In his book Selling the Invisible: A Field Guide to Modern Marketing, Harry Beckwith makes the point that an intangible product cannot be sold in the same way as a physical product.
“In fact, a service does not even exist when you buy one,” notes financial analyst Ben Carlson. “If you go so a salon, you cannot see, touch, or try out a haircut before you buy it. You order it. Then you get it.”
Product failure also is harder to determine. Did you get good advice? How a good a job did your painter, dentist or doctor do?
That is unknowable. That is why products can have warranties. There is some way of knowing and quantifying the risk of product failure.
Most services cannot be similarly quantified, with the possible exception of outage or availability performance.
The big point is that customers buy connectivity services that mostly come without guarantees or certainty. So anything suppliers can do to provide proxies for quality should help.
And that is why “brand” reputation matters. Irt is a proxy for quality and a reason for trust. That is why personal relationships matter: they are proxies for quality and reasons for trust.
That is why good storytelling matters.
Companies and people sell themselves, their vision, philosophy and values. Being likable is a prerequisite when the customer has endless choices.
“Prospects do not buy how good you are at what you do. They buy how good you are at who you are,” says Beckwith.

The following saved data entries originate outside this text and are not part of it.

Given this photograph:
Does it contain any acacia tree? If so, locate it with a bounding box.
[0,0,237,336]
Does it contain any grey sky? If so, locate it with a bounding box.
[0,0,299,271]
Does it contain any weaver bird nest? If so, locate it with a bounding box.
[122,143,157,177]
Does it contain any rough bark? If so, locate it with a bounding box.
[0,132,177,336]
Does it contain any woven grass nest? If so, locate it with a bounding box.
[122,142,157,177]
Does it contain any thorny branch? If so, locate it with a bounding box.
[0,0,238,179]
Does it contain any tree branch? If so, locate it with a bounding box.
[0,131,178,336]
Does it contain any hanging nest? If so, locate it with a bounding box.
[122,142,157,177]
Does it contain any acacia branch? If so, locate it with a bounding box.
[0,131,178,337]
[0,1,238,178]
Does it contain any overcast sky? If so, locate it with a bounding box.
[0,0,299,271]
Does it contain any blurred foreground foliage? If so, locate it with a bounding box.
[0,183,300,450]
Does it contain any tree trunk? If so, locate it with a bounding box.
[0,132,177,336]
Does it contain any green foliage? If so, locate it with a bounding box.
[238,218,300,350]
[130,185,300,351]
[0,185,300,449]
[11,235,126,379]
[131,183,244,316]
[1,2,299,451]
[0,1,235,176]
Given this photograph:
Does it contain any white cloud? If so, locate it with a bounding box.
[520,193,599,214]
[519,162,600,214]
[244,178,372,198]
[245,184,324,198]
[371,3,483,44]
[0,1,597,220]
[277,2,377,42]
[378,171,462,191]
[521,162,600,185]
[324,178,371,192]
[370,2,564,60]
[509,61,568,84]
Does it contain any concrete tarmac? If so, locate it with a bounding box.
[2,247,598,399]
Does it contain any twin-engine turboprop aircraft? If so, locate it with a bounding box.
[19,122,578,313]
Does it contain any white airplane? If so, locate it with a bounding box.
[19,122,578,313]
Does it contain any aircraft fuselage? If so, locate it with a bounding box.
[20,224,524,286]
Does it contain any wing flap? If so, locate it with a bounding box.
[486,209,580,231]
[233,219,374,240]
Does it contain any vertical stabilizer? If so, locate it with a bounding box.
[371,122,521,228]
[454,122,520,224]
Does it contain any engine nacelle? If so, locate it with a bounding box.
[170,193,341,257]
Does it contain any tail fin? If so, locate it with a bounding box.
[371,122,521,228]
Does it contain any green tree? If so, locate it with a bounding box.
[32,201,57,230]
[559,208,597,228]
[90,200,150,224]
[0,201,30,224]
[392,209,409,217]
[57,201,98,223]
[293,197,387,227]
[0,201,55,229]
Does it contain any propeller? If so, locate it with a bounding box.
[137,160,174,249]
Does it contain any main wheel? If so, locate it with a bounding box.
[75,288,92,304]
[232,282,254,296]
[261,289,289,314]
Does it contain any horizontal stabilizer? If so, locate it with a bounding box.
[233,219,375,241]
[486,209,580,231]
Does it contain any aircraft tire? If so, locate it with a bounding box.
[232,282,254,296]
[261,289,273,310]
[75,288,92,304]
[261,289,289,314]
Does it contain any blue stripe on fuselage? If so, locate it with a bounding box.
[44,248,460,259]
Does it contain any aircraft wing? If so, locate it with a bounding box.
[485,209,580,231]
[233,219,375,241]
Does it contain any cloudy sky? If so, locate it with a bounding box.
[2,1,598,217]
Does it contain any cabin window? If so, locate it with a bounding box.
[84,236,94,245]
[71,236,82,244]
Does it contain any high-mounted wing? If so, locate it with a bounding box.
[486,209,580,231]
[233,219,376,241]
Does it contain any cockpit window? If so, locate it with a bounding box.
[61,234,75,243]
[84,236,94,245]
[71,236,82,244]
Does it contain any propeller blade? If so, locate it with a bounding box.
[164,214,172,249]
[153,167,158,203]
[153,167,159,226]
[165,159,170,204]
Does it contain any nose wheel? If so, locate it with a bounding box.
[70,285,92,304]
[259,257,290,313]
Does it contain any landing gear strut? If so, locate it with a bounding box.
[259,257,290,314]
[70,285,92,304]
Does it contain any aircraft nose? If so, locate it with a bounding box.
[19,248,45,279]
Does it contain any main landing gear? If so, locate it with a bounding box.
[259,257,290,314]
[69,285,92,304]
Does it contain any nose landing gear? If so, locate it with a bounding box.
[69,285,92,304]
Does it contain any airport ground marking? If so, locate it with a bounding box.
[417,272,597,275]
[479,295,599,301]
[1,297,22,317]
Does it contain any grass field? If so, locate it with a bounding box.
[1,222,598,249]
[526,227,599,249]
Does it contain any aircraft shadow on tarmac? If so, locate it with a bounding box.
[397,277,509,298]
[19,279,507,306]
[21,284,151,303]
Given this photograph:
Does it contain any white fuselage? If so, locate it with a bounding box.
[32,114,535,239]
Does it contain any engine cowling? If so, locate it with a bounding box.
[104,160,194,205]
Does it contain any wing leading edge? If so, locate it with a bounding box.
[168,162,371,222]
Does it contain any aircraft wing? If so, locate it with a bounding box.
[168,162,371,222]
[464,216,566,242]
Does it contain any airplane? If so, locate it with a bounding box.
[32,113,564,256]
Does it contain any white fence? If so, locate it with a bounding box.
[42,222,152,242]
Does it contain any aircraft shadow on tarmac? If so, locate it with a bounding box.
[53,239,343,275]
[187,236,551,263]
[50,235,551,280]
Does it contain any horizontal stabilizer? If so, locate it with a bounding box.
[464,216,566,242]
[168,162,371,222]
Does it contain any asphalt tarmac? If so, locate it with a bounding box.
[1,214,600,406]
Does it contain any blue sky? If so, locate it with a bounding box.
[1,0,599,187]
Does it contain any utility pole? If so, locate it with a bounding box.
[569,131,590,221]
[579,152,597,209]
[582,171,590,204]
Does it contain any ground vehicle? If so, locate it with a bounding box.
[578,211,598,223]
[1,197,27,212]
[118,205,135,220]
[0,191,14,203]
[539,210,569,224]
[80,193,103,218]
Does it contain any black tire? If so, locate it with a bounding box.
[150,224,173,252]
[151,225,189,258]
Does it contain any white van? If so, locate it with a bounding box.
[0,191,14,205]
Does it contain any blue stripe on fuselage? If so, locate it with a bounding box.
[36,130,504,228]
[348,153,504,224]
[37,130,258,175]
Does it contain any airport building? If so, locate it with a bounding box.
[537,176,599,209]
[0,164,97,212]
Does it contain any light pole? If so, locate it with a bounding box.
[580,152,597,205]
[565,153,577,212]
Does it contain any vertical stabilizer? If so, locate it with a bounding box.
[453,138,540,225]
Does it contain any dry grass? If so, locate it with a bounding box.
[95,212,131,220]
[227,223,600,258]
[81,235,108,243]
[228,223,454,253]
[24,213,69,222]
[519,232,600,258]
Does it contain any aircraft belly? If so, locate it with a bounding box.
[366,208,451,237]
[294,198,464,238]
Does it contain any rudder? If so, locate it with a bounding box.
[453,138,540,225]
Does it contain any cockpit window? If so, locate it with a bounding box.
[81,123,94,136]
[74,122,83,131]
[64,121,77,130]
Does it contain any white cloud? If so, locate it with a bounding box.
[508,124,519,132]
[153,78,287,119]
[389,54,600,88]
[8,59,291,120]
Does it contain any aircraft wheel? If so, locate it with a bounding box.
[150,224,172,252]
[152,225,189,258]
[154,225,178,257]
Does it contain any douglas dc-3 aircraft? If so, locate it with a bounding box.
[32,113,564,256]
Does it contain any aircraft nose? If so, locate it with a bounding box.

That is why sellers of broadly similar products benefit from “accentuating the trivial.” That might be one of the few ways to differentiate, when products perform in broadly similar ways.
Service businesses are built on promises, it is fair to say. A good brand is synonymous with a firm or person who will fulfill those promises on a consistent basis so you know exactly what you’re getting when you sign up.
Verizon’s brand promise has long been “best network.” So anytime that is challenged, the whole value of the brand is challenged. It really is quite a bit harder to explain what the key brand promise is for the other tier-one service providers.
Comcast’s latest tagline is “the future of awesome.” Comcast customers who have used other major service providers might agree that tagline actually does tend to resonate with user experience.
T-Mobile US says it is the “uncarrier,” with a clear “we are not like the other guys” positioning. Many of T-Mobile US customers might agree.
AT&T changes its tagline every so often, so it is hard to say what the core brand promise happens to be. Sprint also makes changes every now and then. The point is that it is not clear what the brand promise is.
That arguably is a problem for everyone except Verizon, which has been consistent. And that might illustrate the problem of selling intangible connectivity services. “Best network” is at least a proxy for quality that people understand. I am hard pressed, in most cases, to explain what the value proxies are, where it comes to service providers.